One year on, patience evaporated and Ezelina decided to act. She remembered from Eagles’ training that God calls His people to seek justice for their communities. So she and a friend went to ask the village chief why there had been the delay. He told them to wait, but Ezelina answered: “We can’t wait any more! A year has passed – something must be wrong.”
So the women went to the group village headman, responsible for several villages including their own, and received the same response. Their next attempt was the Traditional Authority who claimed to be unable to help and told them to consult the District Commissioner (DC), head of the local government. The DC referred them to the water board, who gave them the contact of a specific official. All the while, these two women had been using their scarce money for transport and losing time that they could have spent on their many other tasks. Their ordeal continued. The official ignored their calls for days, claiming to be too busy. Running out of options, the women kept talking to whoever they could, desperate to find answers.

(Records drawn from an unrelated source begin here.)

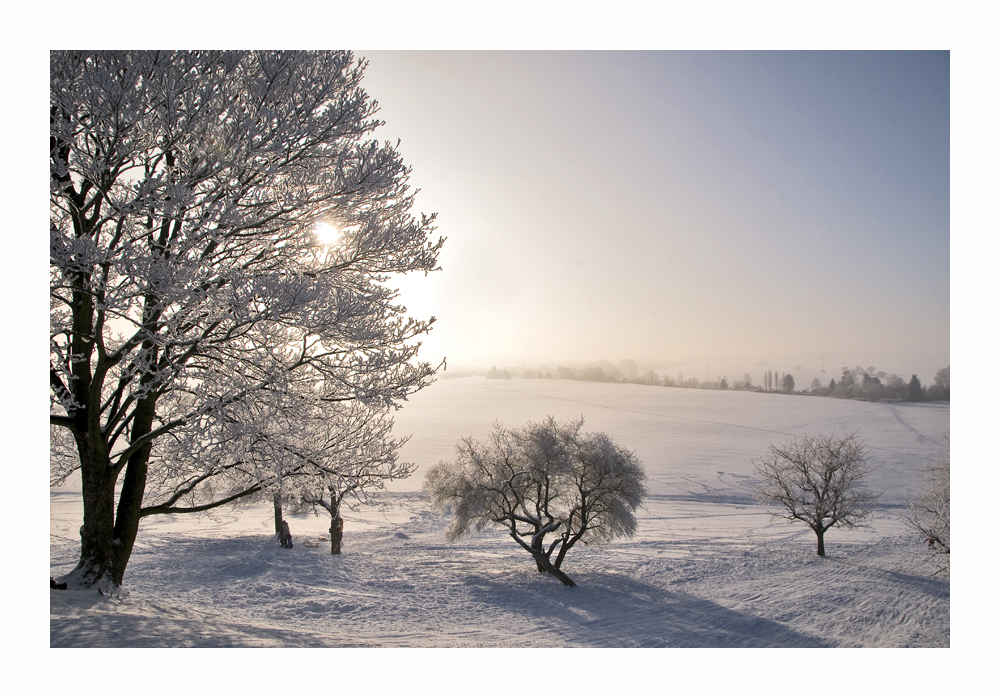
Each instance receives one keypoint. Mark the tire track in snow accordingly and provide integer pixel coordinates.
(895, 413)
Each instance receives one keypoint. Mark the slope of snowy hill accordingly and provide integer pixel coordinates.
(708, 567)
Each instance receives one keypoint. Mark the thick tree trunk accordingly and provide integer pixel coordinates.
(277, 514)
(336, 534)
(133, 489)
(96, 535)
(558, 574)
(539, 555)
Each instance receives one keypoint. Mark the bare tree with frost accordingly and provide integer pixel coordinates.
(340, 458)
(930, 514)
(190, 289)
(817, 480)
(545, 480)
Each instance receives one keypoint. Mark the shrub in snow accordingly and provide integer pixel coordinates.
(930, 514)
(545, 480)
(817, 480)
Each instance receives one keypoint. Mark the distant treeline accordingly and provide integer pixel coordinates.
(855, 384)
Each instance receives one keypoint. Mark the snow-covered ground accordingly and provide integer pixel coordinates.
(708, 567)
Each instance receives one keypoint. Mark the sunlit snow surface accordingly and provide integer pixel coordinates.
(708, 567)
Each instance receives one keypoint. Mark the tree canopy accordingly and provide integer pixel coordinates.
(191, 295)
(545, 479)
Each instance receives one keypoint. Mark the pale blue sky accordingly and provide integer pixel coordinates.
(660, 205)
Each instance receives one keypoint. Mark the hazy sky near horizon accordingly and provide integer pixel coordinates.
(662, 205)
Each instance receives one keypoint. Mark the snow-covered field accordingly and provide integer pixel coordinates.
(708, 567)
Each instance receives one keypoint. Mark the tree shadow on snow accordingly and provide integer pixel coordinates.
(613, 610)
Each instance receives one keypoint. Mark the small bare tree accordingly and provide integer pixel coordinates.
(545, 479)
(817, 480)
(930, 514)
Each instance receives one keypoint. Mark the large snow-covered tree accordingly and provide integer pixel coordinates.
(548, 478)
(818, 480)
(190, 286)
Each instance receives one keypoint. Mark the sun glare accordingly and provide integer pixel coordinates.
(327, 232)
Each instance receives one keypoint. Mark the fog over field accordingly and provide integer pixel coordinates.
(708, 566)
(691, 215)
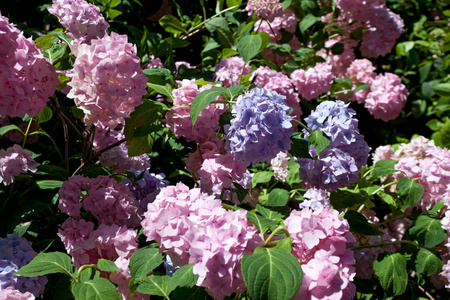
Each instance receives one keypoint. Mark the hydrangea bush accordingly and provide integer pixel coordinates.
(225, 149)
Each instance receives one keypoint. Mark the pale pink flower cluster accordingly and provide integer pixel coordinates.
(286, 21)
(361, 70)
(109, 201)
(27, 79)
(117, 158)
(230, 70)
(192, 227)
(320, 240)
(313, 82)
(387, 97)
(272, 80)
(15, 161)
(178, 118)
(86, 245)
(423, 161)
(10, 293)
(266, 9)
(107, 81)
(280, 165)
(82, 19)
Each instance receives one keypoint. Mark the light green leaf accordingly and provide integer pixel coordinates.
(271, 273)
(392, 273)
(48, 263)
(249, 46)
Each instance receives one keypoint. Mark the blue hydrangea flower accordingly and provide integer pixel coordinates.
(16, 252)
(261, 127)
(339, 164)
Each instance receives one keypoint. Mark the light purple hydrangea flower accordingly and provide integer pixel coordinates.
(338, 165)
(261, 127)
(16, 252)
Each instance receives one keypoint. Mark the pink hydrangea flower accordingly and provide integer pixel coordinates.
(27, 79)
(82, 19)
(361, 70)
(109, 201)
(320, 243)
(387, 97)
(15, 161)
(230, 70)
(313, 82)
(178, 118)
(117, 158)
(266, 9)
(107, 83)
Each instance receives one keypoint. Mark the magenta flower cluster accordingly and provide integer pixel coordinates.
(320, 243)
(16, 252)
(339, 164)
(82, 19)
(107, 81)
(27, 79)
(15, 161)
(192, 227)
(261, 126)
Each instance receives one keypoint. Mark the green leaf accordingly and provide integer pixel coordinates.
(49, 184)
(183, 277)
(171, 24)
(156, 285)
(428, 263)
(261, 223)
(53, 171)
(249, 46)
(319, 140)
(383, 168)
(392, 273)
(201, 101)
(271, 273)
(341, 199)
(7, 128)
(428, 231)
(261, 177)
(278, 197)
(359, 224)
(308, 21)
(442, 89)
(48, 263)
(107, 265)
(165, 89)
(96, 289)
(144, 261)
(45, 115)
(410, 192)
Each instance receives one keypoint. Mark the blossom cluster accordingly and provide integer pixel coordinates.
(261, 126)
(107, 81)
(82, 19)
(178, 118)
(192, 227)
(15, 161)
(16, 252)
(320, 239)
(27, 78)
(338, 165)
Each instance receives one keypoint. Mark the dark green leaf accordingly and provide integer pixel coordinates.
(410, 192)
(359, 224)
(271, 273)
(278, 197)
(428, 263)
(48, 263)
(392, 273)
(144, 261)
(428, 231)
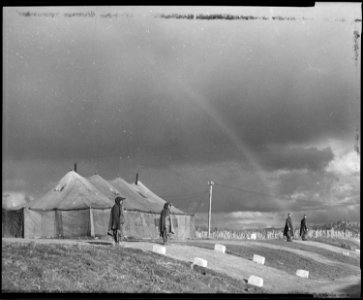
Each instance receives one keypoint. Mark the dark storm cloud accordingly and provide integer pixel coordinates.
(180, 101)
(291, 158)
(95, 88)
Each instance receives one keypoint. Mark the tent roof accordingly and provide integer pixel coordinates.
(72, 192)
(13, 200)
(104, 186)
(133, 199)
(152, 197)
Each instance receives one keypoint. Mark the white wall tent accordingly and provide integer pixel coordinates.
(79, 207)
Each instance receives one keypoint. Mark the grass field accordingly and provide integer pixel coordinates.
(96, 269)
(289, 261)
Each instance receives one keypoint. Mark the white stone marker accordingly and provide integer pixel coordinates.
(200, 262)
(159, 249)
(220, 248)
(258, 259)
(254, 280)
(302, 273)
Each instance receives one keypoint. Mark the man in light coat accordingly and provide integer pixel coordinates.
(166, 223)
(304, 229)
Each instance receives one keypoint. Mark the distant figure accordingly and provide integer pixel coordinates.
(303, 229)
(166, 224)
(117, 220)
(288, 230)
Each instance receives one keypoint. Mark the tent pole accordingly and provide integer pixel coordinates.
(91, 222)
(211, 183)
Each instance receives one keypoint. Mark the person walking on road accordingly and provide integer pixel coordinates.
(288, 230)
(166, 224)
(303, 229)
(117, 220)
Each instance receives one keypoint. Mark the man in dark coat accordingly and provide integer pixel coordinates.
(288, 230)
(303, 229)
(165, 223)
(117, 220)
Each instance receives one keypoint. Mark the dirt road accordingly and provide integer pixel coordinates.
(275, 280)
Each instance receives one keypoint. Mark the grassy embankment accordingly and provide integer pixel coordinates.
(98, 269)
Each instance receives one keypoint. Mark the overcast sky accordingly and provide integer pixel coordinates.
(268, 108)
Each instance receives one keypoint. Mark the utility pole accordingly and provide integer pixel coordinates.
(210, 183)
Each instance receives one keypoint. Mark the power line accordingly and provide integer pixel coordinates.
(183, 195)
(243, 190)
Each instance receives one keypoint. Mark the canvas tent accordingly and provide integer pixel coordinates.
(12, 214)
(142, 211)
(78, 207)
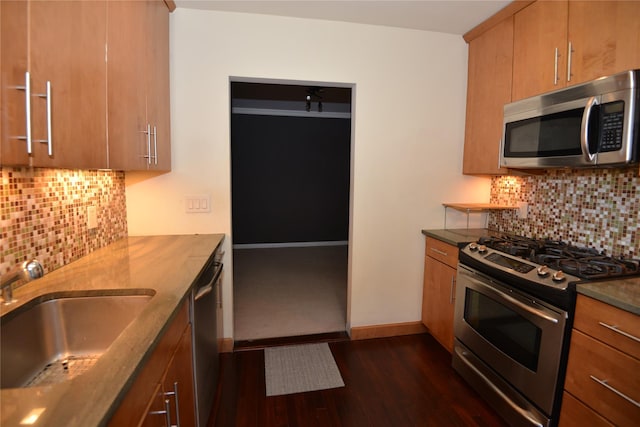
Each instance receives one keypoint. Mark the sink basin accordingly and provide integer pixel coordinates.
(50, 340)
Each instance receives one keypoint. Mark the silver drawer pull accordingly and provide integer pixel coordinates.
(27, 94)
(623, 333)
(166, 413)
(608, 387)
(438, 251)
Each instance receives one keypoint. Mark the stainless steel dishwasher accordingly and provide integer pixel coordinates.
(205, 341)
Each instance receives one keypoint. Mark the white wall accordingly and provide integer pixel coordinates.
(410, 91)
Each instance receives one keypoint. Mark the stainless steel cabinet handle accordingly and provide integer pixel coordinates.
(584, 130)
(47, 141)
(452, 290)
(174, 393)
(155, 145)
(27, 107)
(166, 412)
(569, 62)
(527, 415)
(148, 133)
(438, 251)
(49, 132)
(619, 393)
(623, 333)
(555, 68)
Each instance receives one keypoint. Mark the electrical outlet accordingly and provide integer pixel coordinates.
(523, 210)
(197, 203)
(92, 217)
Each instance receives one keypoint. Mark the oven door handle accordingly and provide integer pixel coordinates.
(523, 412)
(514, 301)
(531, 310)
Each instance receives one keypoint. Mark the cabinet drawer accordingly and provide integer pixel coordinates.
(441, 251)
(599, 320)
(591, 360)
(576, 414)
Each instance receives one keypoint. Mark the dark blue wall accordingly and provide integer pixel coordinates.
(290, 178)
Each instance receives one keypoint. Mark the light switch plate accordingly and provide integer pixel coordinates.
(197, 203)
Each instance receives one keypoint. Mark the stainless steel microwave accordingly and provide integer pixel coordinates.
(594, 124)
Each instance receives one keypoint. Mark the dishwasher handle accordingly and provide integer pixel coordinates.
(206, 289)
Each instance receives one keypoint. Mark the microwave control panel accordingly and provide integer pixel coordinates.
(611, 126)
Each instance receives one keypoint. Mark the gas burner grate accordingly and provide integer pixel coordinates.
(583, 262)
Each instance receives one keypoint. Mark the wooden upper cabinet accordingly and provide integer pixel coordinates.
(605, 36)
(488, 89)
(138, 94)
(67, 51)
(539, 43)
(14, 59)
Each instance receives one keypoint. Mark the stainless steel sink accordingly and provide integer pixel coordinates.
(50, 340)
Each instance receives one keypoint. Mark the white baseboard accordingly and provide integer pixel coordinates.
(289, 245)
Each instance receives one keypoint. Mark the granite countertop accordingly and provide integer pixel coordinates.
(458, 237)
(167, 265)
(621, 293)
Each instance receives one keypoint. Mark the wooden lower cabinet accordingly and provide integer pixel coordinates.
(438, 294)
(164, 388)
(603, 376)
(174, 396)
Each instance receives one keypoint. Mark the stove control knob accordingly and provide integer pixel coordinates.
(543, 271)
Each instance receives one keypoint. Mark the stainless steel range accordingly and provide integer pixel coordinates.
(514, 307)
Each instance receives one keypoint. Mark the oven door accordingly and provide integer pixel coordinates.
(519, 338)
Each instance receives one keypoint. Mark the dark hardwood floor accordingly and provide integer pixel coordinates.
(398, 381)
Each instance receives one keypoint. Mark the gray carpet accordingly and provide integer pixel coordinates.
(300, 368)
(281, 292)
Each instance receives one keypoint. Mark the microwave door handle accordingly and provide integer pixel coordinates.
(584, 130)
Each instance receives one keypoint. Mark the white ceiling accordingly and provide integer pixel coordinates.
(446, 16)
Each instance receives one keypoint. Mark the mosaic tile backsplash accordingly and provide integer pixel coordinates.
(43, 214)
(595, 208)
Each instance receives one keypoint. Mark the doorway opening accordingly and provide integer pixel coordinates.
(290, 191)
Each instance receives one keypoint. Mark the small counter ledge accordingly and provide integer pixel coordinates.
(458, 237)
(621, 293)
(167, 265)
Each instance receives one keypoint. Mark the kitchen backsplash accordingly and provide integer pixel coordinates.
(596, 208)
(43, 214)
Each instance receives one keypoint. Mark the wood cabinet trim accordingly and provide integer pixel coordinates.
(590, 357)
(589, 314)
(441, 251)
(145, 384)
(502, 14)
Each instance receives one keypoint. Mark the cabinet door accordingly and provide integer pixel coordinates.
(178, 383)
(13, 39)
(540, 29)
(126, 68)
(158, 114)
(605, 36)
(438, 301)
(138, 73)
(67, 42)
(488, 89)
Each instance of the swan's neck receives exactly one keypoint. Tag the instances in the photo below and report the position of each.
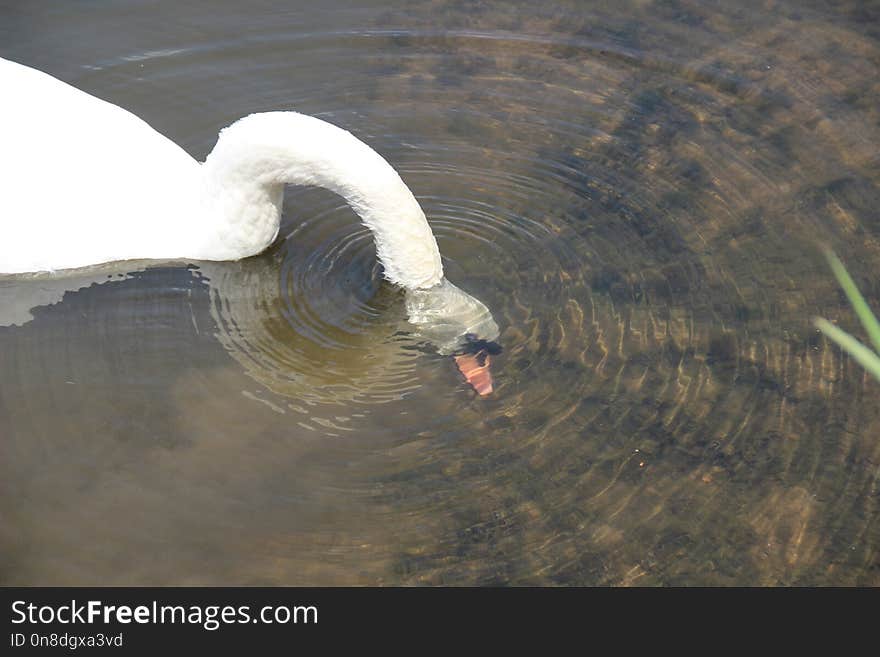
(255, 157)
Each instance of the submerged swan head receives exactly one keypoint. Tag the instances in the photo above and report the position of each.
(129, 193)
(256, 156)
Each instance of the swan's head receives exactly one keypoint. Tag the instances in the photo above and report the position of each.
(457, 324)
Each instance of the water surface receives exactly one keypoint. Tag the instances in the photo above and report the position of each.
(637, 191)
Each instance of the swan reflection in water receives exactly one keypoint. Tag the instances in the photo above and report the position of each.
(224, 209)
(307, 334)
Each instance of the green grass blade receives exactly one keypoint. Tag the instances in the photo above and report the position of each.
(864, 356)
(869, 321)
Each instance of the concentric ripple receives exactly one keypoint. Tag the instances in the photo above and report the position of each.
(636, 191)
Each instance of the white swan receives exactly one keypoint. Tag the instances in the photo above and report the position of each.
(86, 182)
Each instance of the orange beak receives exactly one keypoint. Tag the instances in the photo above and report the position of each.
(475, 368)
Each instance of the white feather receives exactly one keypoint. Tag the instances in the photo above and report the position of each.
(86, 182)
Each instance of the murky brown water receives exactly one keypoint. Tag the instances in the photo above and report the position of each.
(636, 190)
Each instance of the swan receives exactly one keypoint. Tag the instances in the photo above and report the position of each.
(85, 182)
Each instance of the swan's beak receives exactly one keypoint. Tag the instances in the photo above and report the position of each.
(475, 368)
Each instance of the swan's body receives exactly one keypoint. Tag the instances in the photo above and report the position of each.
(83, 182)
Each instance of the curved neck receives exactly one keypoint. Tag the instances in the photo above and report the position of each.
(256, 156)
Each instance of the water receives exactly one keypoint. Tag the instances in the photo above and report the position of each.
(637, 191)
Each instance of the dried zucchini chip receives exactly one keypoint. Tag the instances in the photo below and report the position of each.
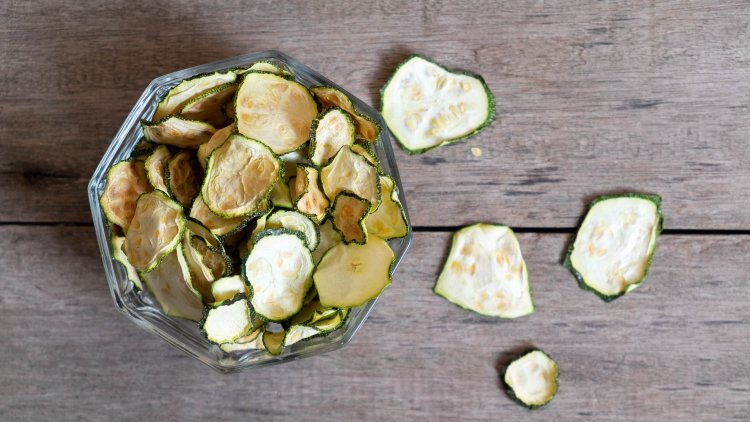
(155, 231)
(209, 106)
(180, 95)
(349, 213)
(294, 220)
(426, 106)
(119, 255)
(275, 111)
(240, 176)
(183, 178)
(126, 181)
(352, 275)
(485, 273)
(179, 132)
(333, 129)
(348, 171)
(278, 270)
(389, 220)
(218, 225)
(306, 194)
(328, 97)
(170, 284)
(531, 379)
(227, 321)
(615, 244)
(156, 168)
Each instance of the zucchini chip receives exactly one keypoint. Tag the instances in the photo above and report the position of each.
(156, 168)
(426, 106)
(278, 270)
(218, 138)
(227, 321)
(228, 287)
(351, 172)
(119, 255)
(183, 178)
(218, 225)
(209, 107)
(170, 284)
(531, 379)
(297, 221)
(306, 194)
(126, 181)
(155, 231)
(349, 212)
(329, 237)
(485, 273)
(179, 132)
(331, 131)
(240, 176)
(388, 221)
(615, 245)
(329, 97)
(178, 97)
(275, 111)
(352, 275)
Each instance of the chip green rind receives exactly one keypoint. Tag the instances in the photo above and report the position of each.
(656, 199)
(488, 120)
(512, 393)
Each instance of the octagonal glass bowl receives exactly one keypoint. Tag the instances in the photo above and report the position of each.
(139, 305)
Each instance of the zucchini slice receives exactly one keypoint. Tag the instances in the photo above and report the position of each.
(280, 196)
(228, 287)
(332, 130)
(352, 275)
(278, 271)
(208, 107)
(294, 220)
(426, 105)
(389, 220)
(156, 168)
(119, 255)
(485, 273)
(170, 284)
(228, 321)
(155, 231)
(349, 212)
(329, 237)
(531, 379)
(351, 172)
(306, 194)
(218, 225)
(126, 181)
(218, 138)
(329, 97)
(240, 176)
(180, 95)
(615, 244)
(275, 111)
(178, 131)
(183, 178)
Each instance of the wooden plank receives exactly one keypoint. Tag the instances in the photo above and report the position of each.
(674, 349)
(593, 97)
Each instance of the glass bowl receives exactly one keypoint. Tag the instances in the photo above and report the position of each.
(139, 305)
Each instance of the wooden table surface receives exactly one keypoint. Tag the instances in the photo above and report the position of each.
(593, 97)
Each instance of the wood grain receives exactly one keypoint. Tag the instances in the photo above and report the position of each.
(674, 349)
(593, 97)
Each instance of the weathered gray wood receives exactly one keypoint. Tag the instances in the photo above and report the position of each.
(593, 97)
(674, 349)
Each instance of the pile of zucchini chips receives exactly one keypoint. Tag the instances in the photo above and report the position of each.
(267, 230)
(426, 106)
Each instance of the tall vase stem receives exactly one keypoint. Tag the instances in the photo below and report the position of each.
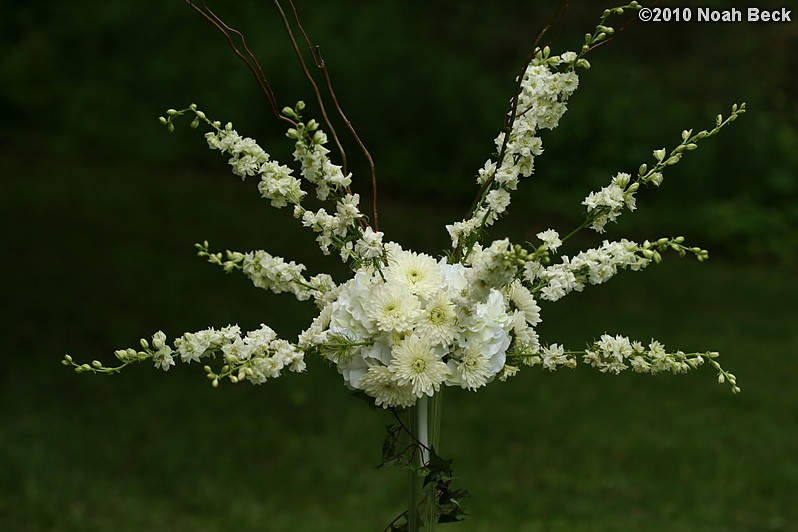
(424, 423)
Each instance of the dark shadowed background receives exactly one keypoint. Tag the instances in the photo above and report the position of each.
(101, 207)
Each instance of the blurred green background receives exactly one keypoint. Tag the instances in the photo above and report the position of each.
(101, 208)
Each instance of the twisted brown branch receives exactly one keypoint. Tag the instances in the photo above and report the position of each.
(249, 59)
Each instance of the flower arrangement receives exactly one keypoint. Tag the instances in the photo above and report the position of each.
(406, 324)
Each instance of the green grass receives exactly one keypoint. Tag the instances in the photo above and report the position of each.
(97, 257)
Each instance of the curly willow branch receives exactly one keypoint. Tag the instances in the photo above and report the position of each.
(249, 59)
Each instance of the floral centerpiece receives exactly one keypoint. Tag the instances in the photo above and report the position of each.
(406, 325)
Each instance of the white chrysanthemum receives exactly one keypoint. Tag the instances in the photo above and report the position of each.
(379, 383)
(415, 363)
(473, 370)
(438, 321)
(393, 308)
(419, 273)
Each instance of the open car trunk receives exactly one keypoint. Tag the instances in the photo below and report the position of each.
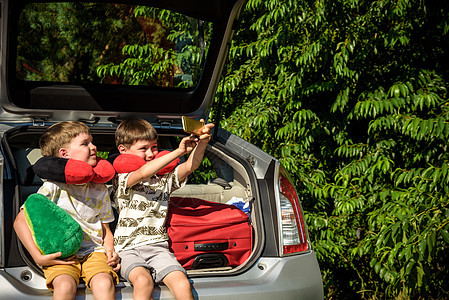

Their persistence paid off. The official, worried by the rumours going around about him blocking Chilowosi village from having a borehole, finally asked to meet the women. The confronted him directly, asking why the government money set aside for a borehole in their village had not resulted in anything and explaining their desperate need simply and plainly. At first, he was evasive, but the women assured him that they would keep pushing until they uncovered the truth. They told him, “We are like mourners. You can’t stop us crying. If you gave us our water in the first place, things would not have gone down this way.” Reluctantly, the official revealed that, in a corrupt deal, the Traditional Authority had diverted the borehole to another community. Terrified of the story spreading, the official promised that the next time they received funding for boreholes, Chilowosi village would be first.
Thanks to two women’s courage, tenacity and refusal to remain silent about injustice, their entire village have fresh, clean water! Ezelina’s joy is unbounded. She is so grateful to the training that gave her the confidence to act: “As a facilitator, there are a number of ways of solving a problem. Some problems have to be solved by us doing something. Others need to be solved by advocacy. And this one needed that path.”